Penumbral eclipses are for those who like the subtler things in life. During a typical lunar eclipse like the one we enjoyed last September, the moon slips at least part-way into Earth’s dark, inner shadow called the umbra, which bites into the lunar disk in dramatic fashion. In a penumbral eclipse, the moon passes through only the outer part of Earth’s shadow, called the penumbra.

Diagram showing the umbra and penumbral shadows from the side. In a total lunar eclipse, the moon passes through the umbra; in a penumbral eclipse, through the outer shadow. Credit: NASA
Diagram showing the umbra and penumbral shadows from the side. In a total lunar eclipse, the moon passes through the umbra; in a penumbral eclipse, through the outer shadow. Credit: NASA

Lunar eclipses always happen at full moon, when the sun, Earth and moon are lined up in a row in that order. Because the moon’s orbit is tilted a bit with respect to Earth’s, the moon normally glides a little north or south of the shadow cone and we don’t get an eclipse. When the lineup is precise, the moon moves through the penumbra and right through the umbra for a total eclipse, but when the lineup is close but not exact, it misses the umbra and instead slice through the penumbra.

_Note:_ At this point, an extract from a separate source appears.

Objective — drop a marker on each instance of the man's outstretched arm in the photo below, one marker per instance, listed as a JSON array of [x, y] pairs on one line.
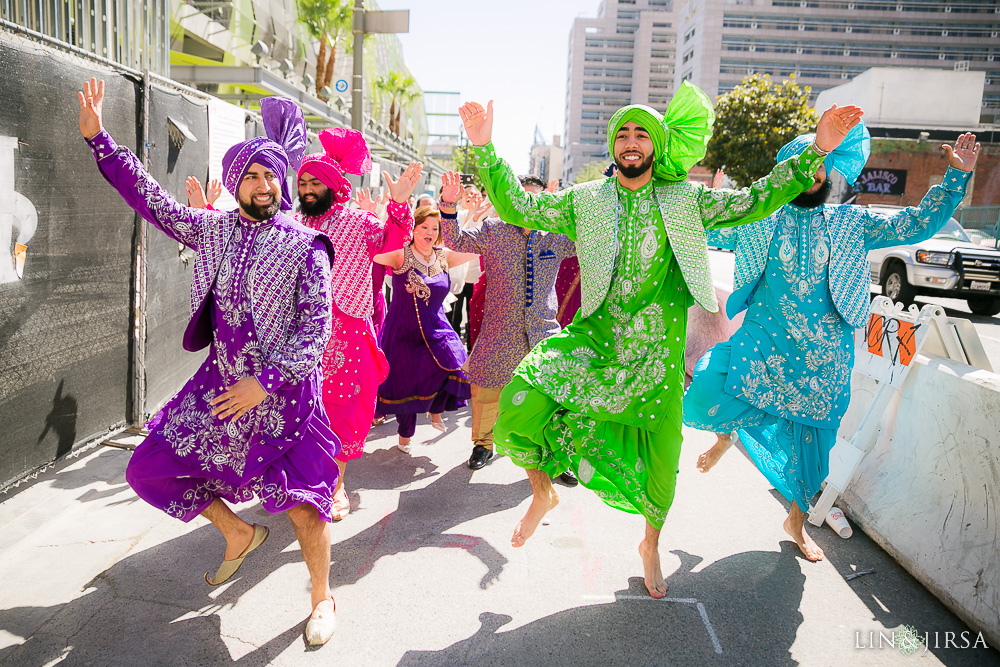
[[918, 223], [123, 170], [725, 208], [546, 211]]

This is a view of the Earth and sun looking back from the moon, when the moon is at maximum eclipse at 6:47 a.m. CDT.
This is a view of the Earth and sun looking back from the moon at maximum eclipse. A lunar astronaut would see part of the sun hidden by the Earth and part of it exposed, the reason the penumbral shadow appears paler than the umbra, where the sun is hidden by the bulk of the planet. Credit: Tom Ruen

From inside the umbra, the sun is covered by the bulk of the Earth, making the umbral shadow very dark. The penumbra on the other hand combines a modest amount of shadowing by Earth’s globe along with sunlight from the part of the sun not hidden by Earth as shown in the diagram below.

The mix of sun and shadow is why the outer shadow looks so pale compared to the umbra; penumbral shading isn’t obvious until the moon’s about halfway to the umbra. You know you’re seeing the penumbral shading, when something’s not quite right about the moon’s appearance. Part of it will look lightly “stained” or soiled.

Visibility zone for Wednesday's eclipse. Credit: NASA/GSFC
Visibility zone for Wednesday’s eclipse. Credit: NASA/GSFC

Wednesday’s eclipse will be the only one visible from the western hemisphere this year and takes place during early morning hours over most of the U.S., Canada and Central and South America. From the eastern states, the moon will have set before it reaches deepest into the penumbra and may be barely noticeable; Midwesterners will see the maximum of the eclipse – such as it is – with the moon hovering just above the western horizon 15-20 minutes before sunrise, while those living further west can watch most if not the entire event.

Can you see the shadow? Views of the moon in the penumbra (left) and out of the shadow during the Jan. 31, 1999 eclipse. Credit: Tom Ruen
Can you see the shadow? Views of the moon in the penumbra (left, with outline of penumbra shown) and out of the shadow during the Jan. 31, 1999 eclipse. Credit: Tom Ruen

Again, the eclipse will only be slight. You’ll probably begin to notice a slight shading across the bottom of the disk about a half hour into eclipse. At maximum, the shadow will be still be subtle but much more obvious.

A colorful corona rings the moon last night with Jupiter (at left) right next door. Tonight, Jupiter and the moon will be in conjunction and make a striking pair in the southeastern sky at nightfall. Credit: Bob King
A colorful corona rings the moon last night with Jupiter (at left) right next door. Tonight, Jupiter and the moon will be in conjunction and make a striking pair in the southeastern sky at nightfall. Credit: Bob King

En route to the eclipse, the waxing gibbous moon passes close to the bright planet Jupiter in Leo the Lion tonight. If it’s cloudy or you otherwise can’t make the penumbral eclipse Wednesday, enjoy this little cosmic bone. Last night, the moon was surrounded by a wonderful variety of colorful coronas from passing cirrocumulus clouds. You never know what you might see when you look up.

Wishing you clear weather for Wednesday’s shady affair!